Purpose: Evidence suggests an association between Alzheimer’s Disease (AD) and Type 2 Diabetes Mellitus (T2DM). Metabolic disturbances, including hyperglycaemia, decreased insulin receptor sensitivity and mitochondrial dysfunction are common to both and can cause neuronal damage and degeneration. Studies also indicate that the retina may provide a non-invasive window to view the neuropathology in these conditions - notably via retinal ganglion cell layer (RGCL) thickness changes. Aberrant mitochondrial activity and AD-like pathology had previously been reported in the spontaneous T2DM Goto-Kakizaki rat model (D), but retinal neurones had not yet been studied so were of interest here.

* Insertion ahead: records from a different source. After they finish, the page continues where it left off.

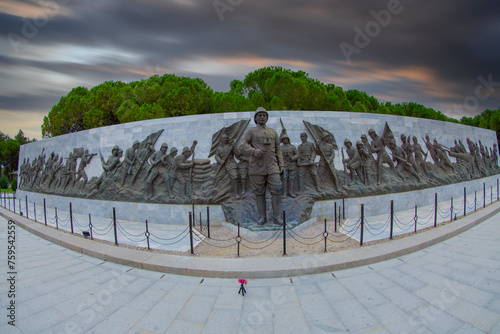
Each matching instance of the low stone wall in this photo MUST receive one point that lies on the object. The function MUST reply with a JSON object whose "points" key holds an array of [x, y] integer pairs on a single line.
{"points": [[181, 131], [179, 214], [377, 205]]}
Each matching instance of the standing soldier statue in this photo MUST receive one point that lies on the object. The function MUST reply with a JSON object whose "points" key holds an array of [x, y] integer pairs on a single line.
{"points": [[81, 168], [265, 165], [129, 161], [353, 163], [159, 166], [378, 147], [305, 162], [225, 159], [183, 169], [290, 156]]}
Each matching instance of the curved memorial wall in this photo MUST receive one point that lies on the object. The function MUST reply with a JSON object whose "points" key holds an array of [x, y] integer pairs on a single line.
{"points": [[157, 169]]}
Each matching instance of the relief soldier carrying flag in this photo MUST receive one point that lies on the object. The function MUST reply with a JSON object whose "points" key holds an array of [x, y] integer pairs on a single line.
{"points": [[262, 145]]}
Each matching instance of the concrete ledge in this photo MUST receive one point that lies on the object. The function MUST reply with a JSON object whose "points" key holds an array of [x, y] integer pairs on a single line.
{"points": [[270, 267]]}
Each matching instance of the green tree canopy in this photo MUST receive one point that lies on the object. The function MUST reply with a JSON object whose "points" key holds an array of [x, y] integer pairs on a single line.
{"points": [[272, 87]]}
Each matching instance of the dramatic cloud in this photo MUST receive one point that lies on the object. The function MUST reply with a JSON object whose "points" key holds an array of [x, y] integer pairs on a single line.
{"points": [[440, 54]]}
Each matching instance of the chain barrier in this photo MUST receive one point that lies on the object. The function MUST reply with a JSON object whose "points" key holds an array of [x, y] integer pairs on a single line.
{"points": [[347, 230], [306, 243], [354, 227], [382, 229], [430, 214], [152, 238], [272, 242], [307, 238], [429, 218], [218, 246], [345, 236], [124, 233], [81, 227], [168, 239], [104, 231], [130, 234], [407, 226]]}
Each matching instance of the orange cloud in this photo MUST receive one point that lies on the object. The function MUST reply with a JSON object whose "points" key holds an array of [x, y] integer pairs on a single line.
{"points": [[30, 10], [423, 79]]}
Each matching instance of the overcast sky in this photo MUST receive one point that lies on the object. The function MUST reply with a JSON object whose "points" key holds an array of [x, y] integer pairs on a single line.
{"points": [[443, 54]]}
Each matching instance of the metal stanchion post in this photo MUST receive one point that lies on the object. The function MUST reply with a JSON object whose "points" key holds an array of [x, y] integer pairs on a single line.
{"points": [[392, 219], [44, 212], [484, 194], [435, 209], [335, 215], [362, 224], [90, 227], [343, 208], [71, 216], [451, 210], [416, 218], [114, 226], [208, 221], [284, 233], [147, 234], [238, 239], [465, 201], [325, 235], [191, 232]]}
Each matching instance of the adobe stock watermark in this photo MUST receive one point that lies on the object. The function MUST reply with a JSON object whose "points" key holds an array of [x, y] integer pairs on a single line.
{"points": [[483, 91], [372, 29], [31, 26], [222, 6], [427, 315]]}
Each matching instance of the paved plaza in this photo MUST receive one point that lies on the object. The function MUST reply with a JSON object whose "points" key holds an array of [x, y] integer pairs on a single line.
{"points": [[450, 287]]}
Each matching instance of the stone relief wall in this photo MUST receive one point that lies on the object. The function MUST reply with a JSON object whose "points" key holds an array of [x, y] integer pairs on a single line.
{"points": [[200, 160]]}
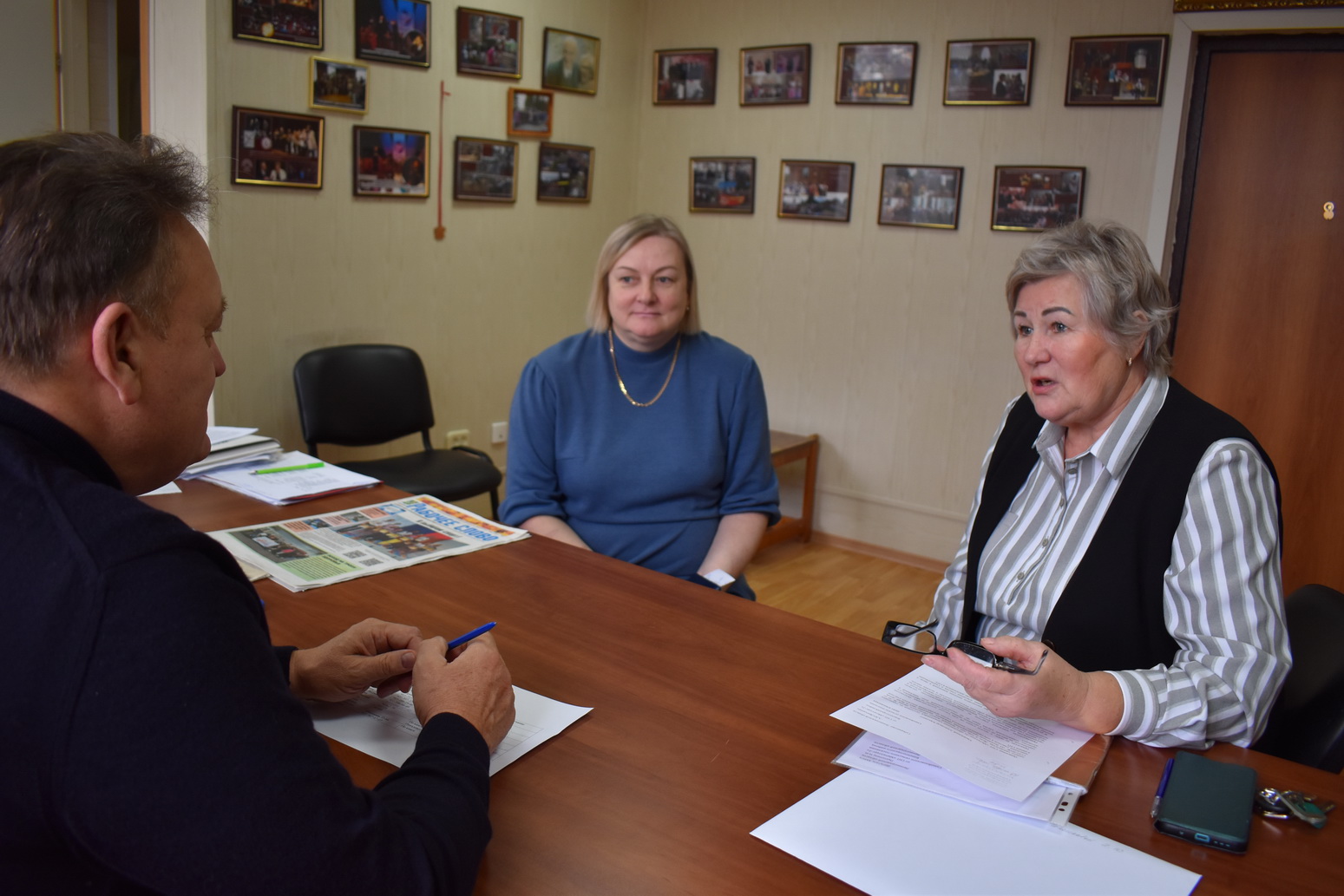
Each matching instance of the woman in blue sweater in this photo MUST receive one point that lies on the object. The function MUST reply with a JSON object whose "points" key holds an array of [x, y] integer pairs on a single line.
{"points": [[646, 438]]}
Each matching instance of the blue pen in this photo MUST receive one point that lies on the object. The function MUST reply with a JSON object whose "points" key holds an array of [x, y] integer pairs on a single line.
{"points": [[1162, 788], [474, 633]]}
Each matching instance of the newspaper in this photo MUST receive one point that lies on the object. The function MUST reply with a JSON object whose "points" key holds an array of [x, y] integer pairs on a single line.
{"points": [[312, 551]]}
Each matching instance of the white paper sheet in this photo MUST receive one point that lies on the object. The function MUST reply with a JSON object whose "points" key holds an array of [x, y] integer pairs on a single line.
{"points": [[881, 756], [292, 485], [930, 714], [888, 839], [220, 435], [386, 729]]}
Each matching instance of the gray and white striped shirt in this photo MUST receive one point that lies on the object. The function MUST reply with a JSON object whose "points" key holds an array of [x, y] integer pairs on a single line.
{"points": [[1223, 592]]}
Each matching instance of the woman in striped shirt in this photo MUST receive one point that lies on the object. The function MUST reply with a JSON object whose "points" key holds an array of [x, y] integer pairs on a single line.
{"points": [[1121, 523]]}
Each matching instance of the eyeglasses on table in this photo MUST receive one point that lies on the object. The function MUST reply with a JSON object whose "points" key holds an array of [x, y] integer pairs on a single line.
{"points": [[920, 638]]}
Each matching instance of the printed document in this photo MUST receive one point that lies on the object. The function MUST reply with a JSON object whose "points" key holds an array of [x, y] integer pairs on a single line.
{"points": [[888, 839], [386, 729], [932, 715], [308, 553], [1052, 802]]}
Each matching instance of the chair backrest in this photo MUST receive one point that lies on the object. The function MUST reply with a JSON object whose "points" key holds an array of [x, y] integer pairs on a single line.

Methods: Retinal sections were cut from 3, 12 and 18 month (m) D eyes and age-matched controls (C). Markers of mitochondrial permeability transition pore (mPTP) formation (VDAC and CypD), pro-apoptotic activity and apoptosis (cytochrome c and caspase-3) and electron transport chain activity (COX-1) were stained for, by immunohistochemistry. Confocal microscopy images were obtained, followed by grading to assess retinal changes in the 6 groups.

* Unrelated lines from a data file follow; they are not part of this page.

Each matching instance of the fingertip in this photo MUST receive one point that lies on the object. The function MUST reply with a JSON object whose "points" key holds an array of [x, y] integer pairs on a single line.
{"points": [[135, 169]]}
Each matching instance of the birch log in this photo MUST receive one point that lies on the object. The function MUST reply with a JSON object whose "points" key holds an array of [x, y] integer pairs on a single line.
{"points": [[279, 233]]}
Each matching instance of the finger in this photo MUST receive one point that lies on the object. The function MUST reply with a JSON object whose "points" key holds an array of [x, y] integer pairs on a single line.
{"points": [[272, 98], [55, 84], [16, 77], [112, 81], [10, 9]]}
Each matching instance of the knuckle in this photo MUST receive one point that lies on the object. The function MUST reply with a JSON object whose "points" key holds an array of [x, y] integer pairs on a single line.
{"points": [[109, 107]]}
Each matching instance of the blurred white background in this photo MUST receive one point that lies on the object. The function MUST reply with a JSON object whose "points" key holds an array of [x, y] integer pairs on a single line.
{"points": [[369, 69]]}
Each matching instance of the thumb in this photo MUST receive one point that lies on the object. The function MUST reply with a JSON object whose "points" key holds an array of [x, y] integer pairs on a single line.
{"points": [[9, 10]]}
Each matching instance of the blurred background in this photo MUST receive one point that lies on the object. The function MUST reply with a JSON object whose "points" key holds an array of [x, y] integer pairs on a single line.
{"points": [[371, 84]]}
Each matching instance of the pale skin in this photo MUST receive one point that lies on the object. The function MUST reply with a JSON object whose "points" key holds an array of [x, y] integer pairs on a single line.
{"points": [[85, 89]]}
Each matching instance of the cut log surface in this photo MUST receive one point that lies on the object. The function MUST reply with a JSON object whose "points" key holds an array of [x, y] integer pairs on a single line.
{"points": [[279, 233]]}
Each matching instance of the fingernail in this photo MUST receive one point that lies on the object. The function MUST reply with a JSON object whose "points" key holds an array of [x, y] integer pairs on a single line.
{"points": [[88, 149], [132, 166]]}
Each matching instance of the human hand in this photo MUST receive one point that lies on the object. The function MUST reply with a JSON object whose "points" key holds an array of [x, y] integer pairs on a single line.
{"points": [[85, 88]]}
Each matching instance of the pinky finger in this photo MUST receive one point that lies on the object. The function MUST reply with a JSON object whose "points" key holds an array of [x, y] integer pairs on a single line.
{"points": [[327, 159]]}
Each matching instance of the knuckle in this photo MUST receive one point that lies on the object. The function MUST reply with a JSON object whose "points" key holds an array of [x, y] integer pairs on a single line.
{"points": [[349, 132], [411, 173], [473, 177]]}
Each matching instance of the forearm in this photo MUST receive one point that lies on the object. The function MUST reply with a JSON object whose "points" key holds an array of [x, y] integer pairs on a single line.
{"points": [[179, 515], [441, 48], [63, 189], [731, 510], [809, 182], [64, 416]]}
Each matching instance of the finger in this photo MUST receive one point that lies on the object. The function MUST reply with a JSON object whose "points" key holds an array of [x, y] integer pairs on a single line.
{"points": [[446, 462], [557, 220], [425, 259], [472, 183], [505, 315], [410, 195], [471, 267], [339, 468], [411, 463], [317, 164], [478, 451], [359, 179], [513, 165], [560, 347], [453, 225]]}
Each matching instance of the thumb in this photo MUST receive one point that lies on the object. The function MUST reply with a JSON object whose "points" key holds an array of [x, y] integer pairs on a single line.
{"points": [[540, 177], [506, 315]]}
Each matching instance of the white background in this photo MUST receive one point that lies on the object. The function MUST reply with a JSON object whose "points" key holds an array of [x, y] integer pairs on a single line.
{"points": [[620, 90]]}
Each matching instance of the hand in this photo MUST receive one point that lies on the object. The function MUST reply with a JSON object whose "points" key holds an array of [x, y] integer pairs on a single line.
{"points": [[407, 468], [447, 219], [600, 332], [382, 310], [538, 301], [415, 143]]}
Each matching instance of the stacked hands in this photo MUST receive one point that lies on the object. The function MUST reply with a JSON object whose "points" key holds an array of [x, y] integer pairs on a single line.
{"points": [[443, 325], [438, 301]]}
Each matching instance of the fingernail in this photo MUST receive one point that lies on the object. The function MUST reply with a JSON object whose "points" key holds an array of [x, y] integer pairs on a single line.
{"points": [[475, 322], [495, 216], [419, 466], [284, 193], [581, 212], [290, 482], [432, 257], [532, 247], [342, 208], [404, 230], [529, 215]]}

Results: When compared to age-matched C, D showed significantly greater levels of staining for VDAC and caspase-3 - particularly at 12m (p<0.01 and p<0.001 respectively, with a minimum of n=3 per group). Unexpectedly, COX-1 showed significantly increased staining in D (p<0.001). CypD and cytochrome c showed a trend towards an increase in staining in D. Interestingly, the greatest staining occurred at 12m for all proteins, rather than the expected 18m.

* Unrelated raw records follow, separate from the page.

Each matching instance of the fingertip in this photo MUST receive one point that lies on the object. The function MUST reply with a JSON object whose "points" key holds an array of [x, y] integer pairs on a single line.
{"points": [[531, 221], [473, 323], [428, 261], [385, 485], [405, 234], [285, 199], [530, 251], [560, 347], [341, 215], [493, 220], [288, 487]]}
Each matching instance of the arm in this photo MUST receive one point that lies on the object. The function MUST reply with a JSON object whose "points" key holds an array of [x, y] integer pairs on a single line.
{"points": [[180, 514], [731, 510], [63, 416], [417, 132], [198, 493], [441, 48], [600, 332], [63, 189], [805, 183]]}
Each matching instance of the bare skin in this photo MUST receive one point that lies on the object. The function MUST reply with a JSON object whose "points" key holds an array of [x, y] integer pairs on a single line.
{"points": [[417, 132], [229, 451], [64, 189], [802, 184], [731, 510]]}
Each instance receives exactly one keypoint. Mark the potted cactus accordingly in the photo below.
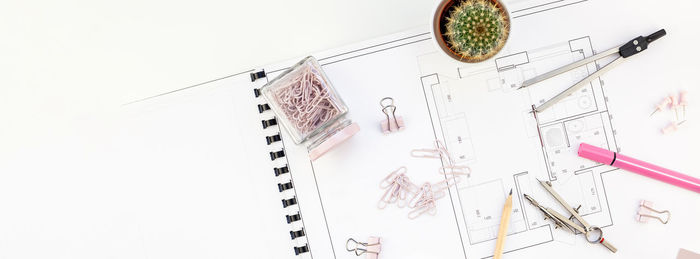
(471, 30)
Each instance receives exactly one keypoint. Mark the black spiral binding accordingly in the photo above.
(283, 186)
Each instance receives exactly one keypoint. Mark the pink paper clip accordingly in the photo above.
(455, 170)
(439, 152)
(646, 211)
(392, 123)
(424, 200)
(397, 187)
(371, 248)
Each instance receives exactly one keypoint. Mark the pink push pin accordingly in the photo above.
(392, 123)
(662, 105)
(683, 100)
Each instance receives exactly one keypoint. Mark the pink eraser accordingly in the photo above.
(683, 98)
(673, 127)
(333, 141)
(644, 211)
(594, 153)
(666, 102)
(373, 250)
(386, 128)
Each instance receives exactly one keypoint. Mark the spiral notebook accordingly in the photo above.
(220, 144)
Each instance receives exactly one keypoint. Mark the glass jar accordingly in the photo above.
(309, 108)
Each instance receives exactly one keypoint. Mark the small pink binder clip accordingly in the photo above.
(662, 105)
(392, 123)
(371, 248)
(646, 211)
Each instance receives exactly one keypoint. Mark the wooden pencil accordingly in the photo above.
(503, 229)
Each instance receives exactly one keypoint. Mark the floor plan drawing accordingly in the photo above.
(476, 108)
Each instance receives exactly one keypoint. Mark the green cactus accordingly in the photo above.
(476, 29)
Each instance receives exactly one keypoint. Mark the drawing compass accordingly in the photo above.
(593, 234)
(622, 52)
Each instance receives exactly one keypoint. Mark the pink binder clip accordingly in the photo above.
(371, 248)
(392, 123)
(646, 211)
(662, 105)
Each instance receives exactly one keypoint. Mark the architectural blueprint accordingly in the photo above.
(488, 125)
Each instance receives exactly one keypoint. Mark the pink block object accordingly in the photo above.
(644, 211)
(605, 156)
(336, 139)
(683, 98)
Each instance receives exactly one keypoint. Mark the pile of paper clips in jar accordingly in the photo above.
(421, 199)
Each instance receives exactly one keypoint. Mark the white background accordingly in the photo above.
(64, 63)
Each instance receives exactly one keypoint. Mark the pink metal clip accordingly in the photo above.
(662, 105)
(440, 152)
(392, 123)
(397, 187)
(646, 211)
(424, 200)
(371, 248)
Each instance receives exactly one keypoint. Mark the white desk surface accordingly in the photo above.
(65, 61)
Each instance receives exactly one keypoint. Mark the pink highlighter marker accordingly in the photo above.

Conclusions: As far as we are aware, this is the first study of retinal AD changes in the GK model and results indicate aberrant retinal mitochondrial activity, with increased mPTP formation and cell death. These findings resemble previous mitochondrial studies in the brain of other AD models, such as transgenic animals. They reinforce the increasing realization that both the retina and T2DM animals may model the neuropathology of AD. Thus, these results support T2DM as a current and future model of AD, especially as the pathology generated is sporadic - reflecting the majority of AD cases found clinically.